Facebook and the Rock signal new era for equities

01 November 2007

Recent developments in the capital market have shattered old certainties and Middle East equity investors should take careful note of the consequences.

The chief executive of a UK service company listed on the London Stock Exchange was talking at the end of October about the new world emerging for those leading quoted firms and all who invest in them.

His company had a negative book value due to its pension fund liabilities but investors were principally interested in future income trends, not balance sheet ratios. Auditors were only required for signing off the annual statements. His board worked, but rules do not help when directors fall out. For this business, there were few measurable certainties.

If what the chief executive says reflects a general trend, it is going to be even more difficult for analysts trying to identify quoted firms that will deliver above-average returns. Traditionalists sceptical about fundamental analysis will be pleased. They track the charts and prefer to gauge the fickle spirits that govern capital markets rather than study financial statements.

But the stock market herd is being spooked increasingly easily. Computers have replaced people in making decisions about an increasing proportion of stock market transactions, yet human judgement remains critical. Equity traders monitoring hundreds of daily events can trigger waves of buying and selling that can sweep world markets in minutes with long-term consequences.

In mid-September, Northern Rock, a quoted UK housing finance firm, asked the Bank of England for emergency funding. It is now reported that the bank has raised more than $40,000 million in this way. Its share price crashed, its chairman quit, its board is derided and Northern Rock is likely to be acquired. By November 2008, what was considered to be a solid business is likely to disappear forever. And no one saw it coming.

A new equity world is being created that we are still struggling to understand. In early 2004, a second-year undergraduate at Harvard University created an internet network called Facebook, valued at about $15,000 million in October. No equity analyst forecast Facebook’s rise and no one yet dares to suggest it will fall.

All this is raising profound questions for those promoting Middle East share markets. The conventional wisdom is that stock exchanges are vital for the region’s economic development. The experts argued its poor economic trends were partly due to the absence of vibrant markets where companies could raise money and performance could be rewarded or punished.

In the past 20 years, every Middle East country has established or modernised its share markets. But the experience has been mixed. In 2006, the stock exchanges of Qatar, Saudi Arabia and the UAE experienced radical reverses and are yet to recover. The region’s biggest firms prefer to finance growth through internal resources, debt or private equity, not public share offerings. Investing in Middle East shares still feels like gambling.
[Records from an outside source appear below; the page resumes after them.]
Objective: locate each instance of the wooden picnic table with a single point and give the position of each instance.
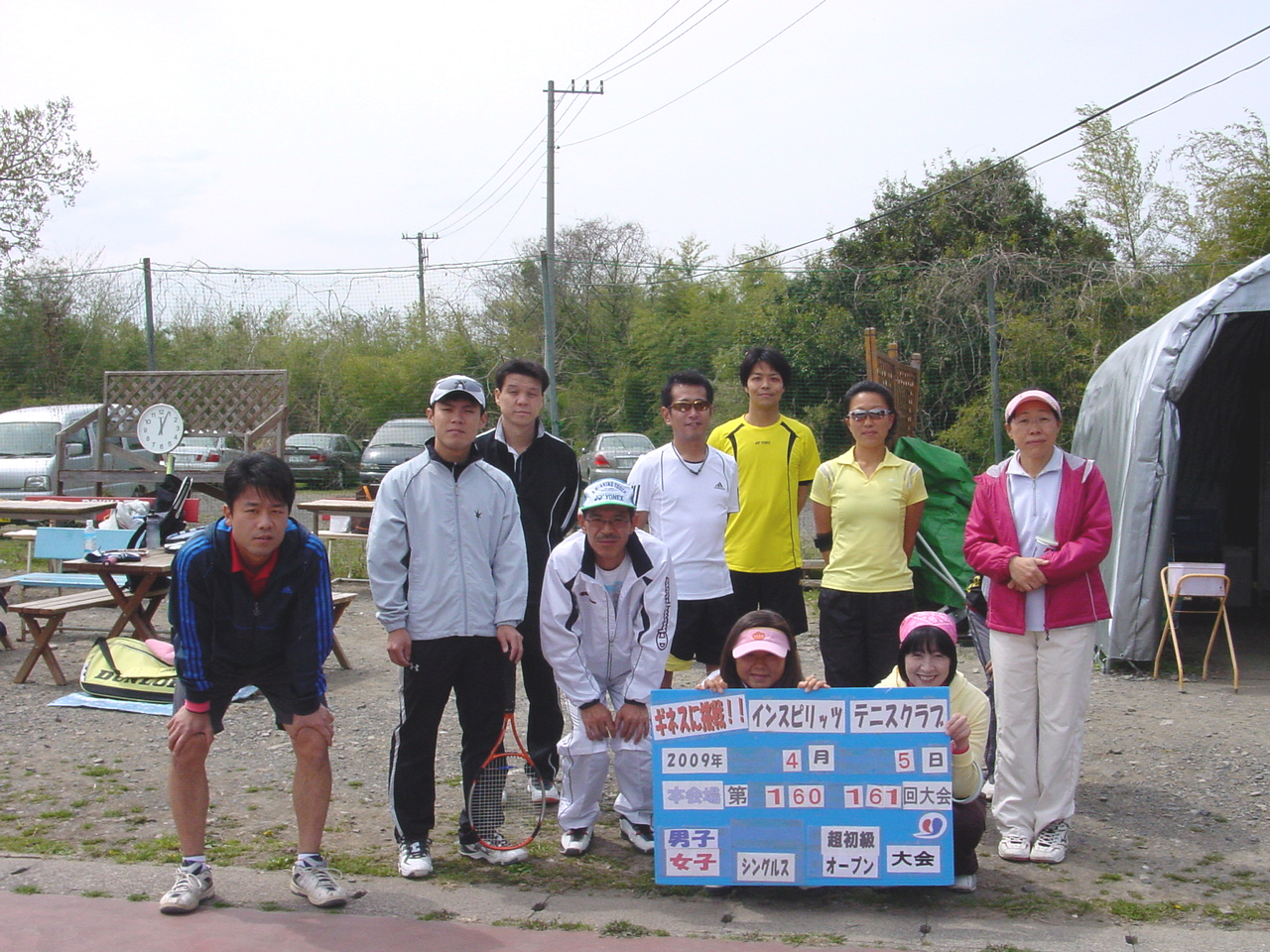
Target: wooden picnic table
(335, 507)
(153, 569)
(51, 509)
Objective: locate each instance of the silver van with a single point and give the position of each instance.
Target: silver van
(28, 453)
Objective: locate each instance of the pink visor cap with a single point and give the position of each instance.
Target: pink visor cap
(1040, 395)
(769, 640)
(921, 620)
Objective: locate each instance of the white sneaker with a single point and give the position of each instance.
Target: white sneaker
(318, 884)
(498, 857)
(191, 888)
(414, 860)
(1015, 848)
(1051, 846)
(639, 834)
(575, 842)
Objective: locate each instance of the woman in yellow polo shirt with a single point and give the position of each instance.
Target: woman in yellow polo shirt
(867, 504)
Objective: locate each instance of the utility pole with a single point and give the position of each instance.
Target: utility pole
(418, 239)
(549, 257)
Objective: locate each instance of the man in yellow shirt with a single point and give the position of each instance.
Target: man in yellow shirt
(776, 457)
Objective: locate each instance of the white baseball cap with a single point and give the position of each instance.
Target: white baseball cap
(457, 384)
(1039, 395)
(607, 492)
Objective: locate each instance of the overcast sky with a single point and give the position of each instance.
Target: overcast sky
(294, 136)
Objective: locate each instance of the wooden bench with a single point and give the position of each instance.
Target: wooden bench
(56, 543)
(44, 616)
(341, 599)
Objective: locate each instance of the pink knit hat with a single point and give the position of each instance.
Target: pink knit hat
(919, 620)
(770, 640)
The lack of maturity in the region’s investment community was blamed. But events in 2007 suggest there is a global phenomenon at work. Unpredictable volatility appears to be systemic. Rational managers wonder why they should be governed by markets that are not. Most Gulf firms are service providers that do not require large amounts of capital. If the owners see no need to liquidate their holdings, why go public at all?

A special factor is at work in Saudi Arabia. The government requires private petrochemicals companies receiving low-cost gas feedstock to go public so the benefits can be spread more widely. But this strategy has costs. By increasing the number of retail investors, the kingdom is encouraging the main cause of the equity market meltdown in 2006.
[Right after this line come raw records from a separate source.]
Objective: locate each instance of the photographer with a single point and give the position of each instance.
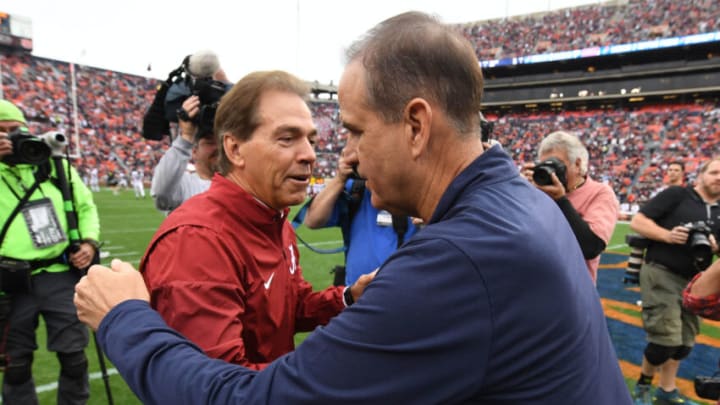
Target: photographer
(674, 220)
(590, 207)
(38, 248)
(203, 84)
(172, 183)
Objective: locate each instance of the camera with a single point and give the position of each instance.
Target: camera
(209, 93)
(699, 243)
(637, 244)
(193, 77)
(542, 173)
(34, 150)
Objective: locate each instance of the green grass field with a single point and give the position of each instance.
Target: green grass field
(127, 225)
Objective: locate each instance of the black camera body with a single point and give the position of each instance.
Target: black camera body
(167, 104)
(209, 93)
(638, 244)
(33, 150)
(542, 173)
(699, 243)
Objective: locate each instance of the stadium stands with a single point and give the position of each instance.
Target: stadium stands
(629, 146)
(590, 26)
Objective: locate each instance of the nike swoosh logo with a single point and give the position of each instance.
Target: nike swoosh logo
(267, 283)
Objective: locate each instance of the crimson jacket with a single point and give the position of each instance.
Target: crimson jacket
(224, 270)
(489, 303)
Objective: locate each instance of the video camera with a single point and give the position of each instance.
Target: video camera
(193, 77)
(542, 173)
(637, 244)
(34, 150)
(699, 243)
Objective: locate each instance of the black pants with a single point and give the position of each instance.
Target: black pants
(51, 296)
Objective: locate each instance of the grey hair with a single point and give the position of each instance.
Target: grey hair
(414, 55)
(561, 140)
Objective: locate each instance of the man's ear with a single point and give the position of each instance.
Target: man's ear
(417, 120)
(232, 147)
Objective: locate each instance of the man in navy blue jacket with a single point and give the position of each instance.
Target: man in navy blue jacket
(490, 303)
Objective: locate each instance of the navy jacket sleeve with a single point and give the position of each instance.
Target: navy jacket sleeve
(384, 361)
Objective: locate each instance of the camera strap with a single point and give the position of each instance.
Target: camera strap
(22, 201)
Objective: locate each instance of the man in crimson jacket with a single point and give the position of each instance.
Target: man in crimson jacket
(223, 269)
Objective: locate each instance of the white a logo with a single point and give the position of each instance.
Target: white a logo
(293, 264)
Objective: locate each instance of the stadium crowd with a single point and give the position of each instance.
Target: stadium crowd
(590, 26)
(629, 148)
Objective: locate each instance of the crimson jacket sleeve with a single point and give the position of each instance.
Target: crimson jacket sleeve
(194, 288)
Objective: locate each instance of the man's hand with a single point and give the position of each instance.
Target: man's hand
(102, 289)
(556, 190)
(5, 145)
(191, 105)
(82, 258)
(357, 289)
(677, 236)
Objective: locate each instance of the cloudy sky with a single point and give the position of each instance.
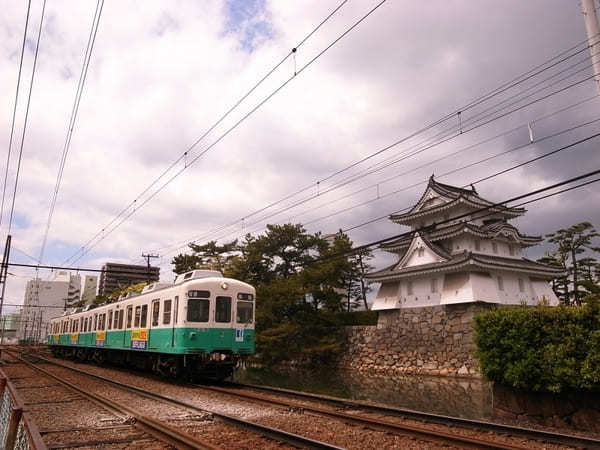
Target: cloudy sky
(162, 73)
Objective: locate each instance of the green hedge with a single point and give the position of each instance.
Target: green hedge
(541, 348)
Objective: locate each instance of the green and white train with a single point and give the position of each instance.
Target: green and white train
(199, 326)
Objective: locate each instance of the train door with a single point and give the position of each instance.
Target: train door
(154, 332)
(223, 322)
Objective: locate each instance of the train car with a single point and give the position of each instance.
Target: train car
(199, 326)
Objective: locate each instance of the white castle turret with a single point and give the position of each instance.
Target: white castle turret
(476, 257)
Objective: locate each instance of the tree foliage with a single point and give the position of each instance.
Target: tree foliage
(552, 349)
(304, 283)
(574, 247)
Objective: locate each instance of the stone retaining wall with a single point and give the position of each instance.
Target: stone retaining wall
(436, 340)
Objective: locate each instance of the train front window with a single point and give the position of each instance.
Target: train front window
(136, 323)
(223, 309)
(198, 310)
(167, 312)
(244, 312)
(155, 312)
(144, 316)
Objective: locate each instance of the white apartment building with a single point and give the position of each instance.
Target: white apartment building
(90, 285)
(45, 300)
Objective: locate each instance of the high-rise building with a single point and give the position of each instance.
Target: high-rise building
(45, 300)
(115, 276)
(90, 285)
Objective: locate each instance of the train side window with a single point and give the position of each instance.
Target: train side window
(167, 312)
(144, 316)
(198, 294)
(198, 310)
(138, 312)
(223, 309)
(176, 310)
(244, 312)
(155, 312)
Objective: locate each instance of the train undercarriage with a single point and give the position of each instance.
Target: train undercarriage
(191, 367)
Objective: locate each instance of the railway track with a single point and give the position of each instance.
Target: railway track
(241, 390)
(170, 435)
(423, 431)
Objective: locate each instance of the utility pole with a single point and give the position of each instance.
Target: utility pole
(593, 31)
(4, 275)
(148, 256)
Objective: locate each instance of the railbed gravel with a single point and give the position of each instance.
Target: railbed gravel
(317, 427)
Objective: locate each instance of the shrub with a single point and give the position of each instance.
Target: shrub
(543, 348)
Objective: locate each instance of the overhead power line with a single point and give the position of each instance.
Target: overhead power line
(370, 245)
(12, 125)
(79, 92)
(136, 206)
(37, 48)
(495, 174)
(452, 134)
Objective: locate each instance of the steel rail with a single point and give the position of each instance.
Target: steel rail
(422, 432)
(413, 430)
(156, 428)
(548, 436)
(264, 430)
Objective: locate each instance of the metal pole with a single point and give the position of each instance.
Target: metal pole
(593, 31)
(4, 273)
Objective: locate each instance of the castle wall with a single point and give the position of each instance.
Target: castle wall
(435, 340)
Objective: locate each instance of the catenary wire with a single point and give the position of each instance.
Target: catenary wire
(346, 182)
(378, 242)
(184, 155)
(12, 125)
(545, 155)
(451, 135)
(37, 47)
(137, 206)
(72, 120)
The UK chief executive sees one unambiguous benefit to being quoted. “The stock market provides a measure of our performance that can then be used through employee share schemes to incentivise my team,” he says. It is telling that Middle East employee share schemes are a rarity.
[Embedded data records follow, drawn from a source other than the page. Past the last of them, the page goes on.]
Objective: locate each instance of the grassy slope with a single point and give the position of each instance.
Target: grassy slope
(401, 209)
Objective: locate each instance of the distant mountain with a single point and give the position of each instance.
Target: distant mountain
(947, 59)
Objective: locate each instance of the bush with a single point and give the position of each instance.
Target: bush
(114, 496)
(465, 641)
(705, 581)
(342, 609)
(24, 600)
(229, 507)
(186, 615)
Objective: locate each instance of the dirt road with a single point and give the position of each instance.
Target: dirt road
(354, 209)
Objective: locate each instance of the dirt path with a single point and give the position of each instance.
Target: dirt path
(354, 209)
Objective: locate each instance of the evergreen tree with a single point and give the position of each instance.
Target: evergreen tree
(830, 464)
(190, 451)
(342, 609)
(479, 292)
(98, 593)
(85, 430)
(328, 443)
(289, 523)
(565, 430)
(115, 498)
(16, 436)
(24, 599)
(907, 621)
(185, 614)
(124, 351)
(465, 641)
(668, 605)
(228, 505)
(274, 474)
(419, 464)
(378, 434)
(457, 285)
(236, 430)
There is a triple challenge for the Middle East equity industry. For intermediaries, new analytical methods are required that focus on the behaviour of a company’s key customers, the source of future income streams. Investors should do more to ensure their objectives are aligned with employees that manage the relationship with those customers. For regulators, it means coming to terms with the scale and speed of global trading and intervening in the right place at the right time and for the right reasons. One thing is certain. There is no quick fix.